Porém, e voltando ao meu dia de quinta feira, tive que ir de táxi para o trabalho, tal era a aglomeração de pessoas em volta das paragens, qual abelhas em redor de um pouco de mel, neste caso à espera da oportunidade para conseguir um lugar nos excelentes Volvos (?) que a carris disponibiliza para os seus utentes. Meti-me num táxi, após 20 minutos à espera, e travámos de mediato uma conversa, eu e o motorista.

Ele falava da greve e dizia que precisava do dinheiro, e que por isso não aderia ao protesto. Falava mesmo de ameaças de colegas, pelo facto dos restantes colegas não terem aderido à greve. “Não tenho medo! Se todos aderissem à greve era uma coisa, agora assim… isto é tudo uma cambada de selvagens!” Tive que lhe dar razão.

Fui obrigada a concordar que, em determinadas situações, o português parece estar na idade da pedra, embora a única diferença seja que naquela altura não se sabia o que era a educação. Hoje sabe-se, mas o egoísmo e ambição são bem mais fortes do que qualquer uma das regras de educação!

A conversa prosseguiu para a guerra, América, talibãs, terrorismo. “Se lá há terroristas, eles que venham cá ver ao nosso país, e depois tirem as conclusões”- argumentava o taxista. Sistematicamente nervoso, apitava nos sinais luminosos, chamava nomes aos outros condutores, alguns deles bem feios que não vou reproduzir aqui, retratando na perfeição a forma típica do português conduzir.

A conversa sobre a América prosseguiu.

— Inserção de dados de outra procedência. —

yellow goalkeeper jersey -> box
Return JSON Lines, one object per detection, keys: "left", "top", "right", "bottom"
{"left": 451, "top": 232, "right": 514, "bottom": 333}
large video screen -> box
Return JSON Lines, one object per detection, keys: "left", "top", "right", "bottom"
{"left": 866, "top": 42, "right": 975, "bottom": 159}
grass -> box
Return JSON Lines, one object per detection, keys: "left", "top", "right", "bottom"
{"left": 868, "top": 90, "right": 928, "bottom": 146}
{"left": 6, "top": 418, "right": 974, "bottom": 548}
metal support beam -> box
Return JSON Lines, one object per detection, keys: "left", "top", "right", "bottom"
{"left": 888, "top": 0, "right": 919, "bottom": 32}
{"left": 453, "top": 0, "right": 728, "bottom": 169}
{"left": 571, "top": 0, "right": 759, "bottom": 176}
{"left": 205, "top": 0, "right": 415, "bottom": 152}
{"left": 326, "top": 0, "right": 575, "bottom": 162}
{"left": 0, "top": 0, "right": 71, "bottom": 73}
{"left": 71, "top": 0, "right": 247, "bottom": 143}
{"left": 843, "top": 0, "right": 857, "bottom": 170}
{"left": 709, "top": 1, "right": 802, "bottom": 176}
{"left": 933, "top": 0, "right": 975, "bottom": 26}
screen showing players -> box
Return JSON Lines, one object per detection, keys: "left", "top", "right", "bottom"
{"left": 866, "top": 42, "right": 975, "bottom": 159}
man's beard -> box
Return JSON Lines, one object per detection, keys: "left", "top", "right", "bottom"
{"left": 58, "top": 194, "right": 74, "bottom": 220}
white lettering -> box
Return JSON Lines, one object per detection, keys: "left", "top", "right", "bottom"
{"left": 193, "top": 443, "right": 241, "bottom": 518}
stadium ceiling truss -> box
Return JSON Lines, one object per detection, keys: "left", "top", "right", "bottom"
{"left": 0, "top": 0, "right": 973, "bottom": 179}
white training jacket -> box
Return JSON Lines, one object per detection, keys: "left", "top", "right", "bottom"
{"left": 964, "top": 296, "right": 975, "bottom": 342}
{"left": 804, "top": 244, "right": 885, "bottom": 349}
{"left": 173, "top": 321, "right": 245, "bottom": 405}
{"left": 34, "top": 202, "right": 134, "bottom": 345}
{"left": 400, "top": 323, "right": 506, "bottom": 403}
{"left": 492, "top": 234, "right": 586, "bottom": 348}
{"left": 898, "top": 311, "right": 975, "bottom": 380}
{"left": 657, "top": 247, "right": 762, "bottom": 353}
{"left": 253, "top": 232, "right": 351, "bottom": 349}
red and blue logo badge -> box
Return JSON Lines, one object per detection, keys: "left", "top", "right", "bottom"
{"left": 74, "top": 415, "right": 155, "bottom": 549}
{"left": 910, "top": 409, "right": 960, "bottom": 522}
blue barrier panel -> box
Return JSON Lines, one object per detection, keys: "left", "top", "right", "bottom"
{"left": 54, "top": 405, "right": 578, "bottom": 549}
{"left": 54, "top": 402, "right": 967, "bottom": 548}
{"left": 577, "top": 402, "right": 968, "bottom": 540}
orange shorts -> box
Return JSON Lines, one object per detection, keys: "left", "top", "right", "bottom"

Falámos das vítimas americanas, afegãs, e de tantas outras vítimas das quais o mundo inteiro não fala ou, simplesmente, não conhece.

O ataque dos Estados Unidos da América é aplaudido por uns e criticado por outros, mas o importante, neste momento, é não esquecer a quantidade de civis que já morreram após os ataques americanos. Alguma coisa está mal na estrutura do ataque americano: devem eliminar-se pontos estratégicos e não vidas de pessoas. Se o que é importante é semear a justiça, então que a mesma seja feita contra o terrorismo, e nunca a vidas humanas.

No processo da guerra, e ainda que longe de nós, a miséria daquele povo é evidente. Com o mau tempo, frio, e a chuva a aproximarem-se a passos largos, os afegãos temem pela sua vida, não só devido aos ataques, como também por causa do Inverno rigoroso que se está a aproximar.

A ajuda humanitária é preciosa, e zelar pela vida de todas as pessoas do mundo inteiro, independentemente da sua religião ou estatuto social/cultural, também o é.

Lutar contra o terrorismo não é eliminar vidas humanas, ou contribuir para a morte lenta de tantas pessoas. Se o mundo se une para combater o terrorismo desta forma, mais vale repensar, uma vez mais, numa estratégia segura e infalível.

Embriagado por este género de conversas, o motorista do taxi entoa, ainda assim, um valente palavrão a um condutor que tentou meter-se à sua frente. Petrificada, calei-me, mas também alguns metros à frente era o local onde eu ia descer. Quando ia sair ainda ouvi o taxista dizer, “Olhe, a verdade é que somos todos selvagens. Um Bom Dia para si!”. O problema disto tudo é que o taxista tinha mesmo razão!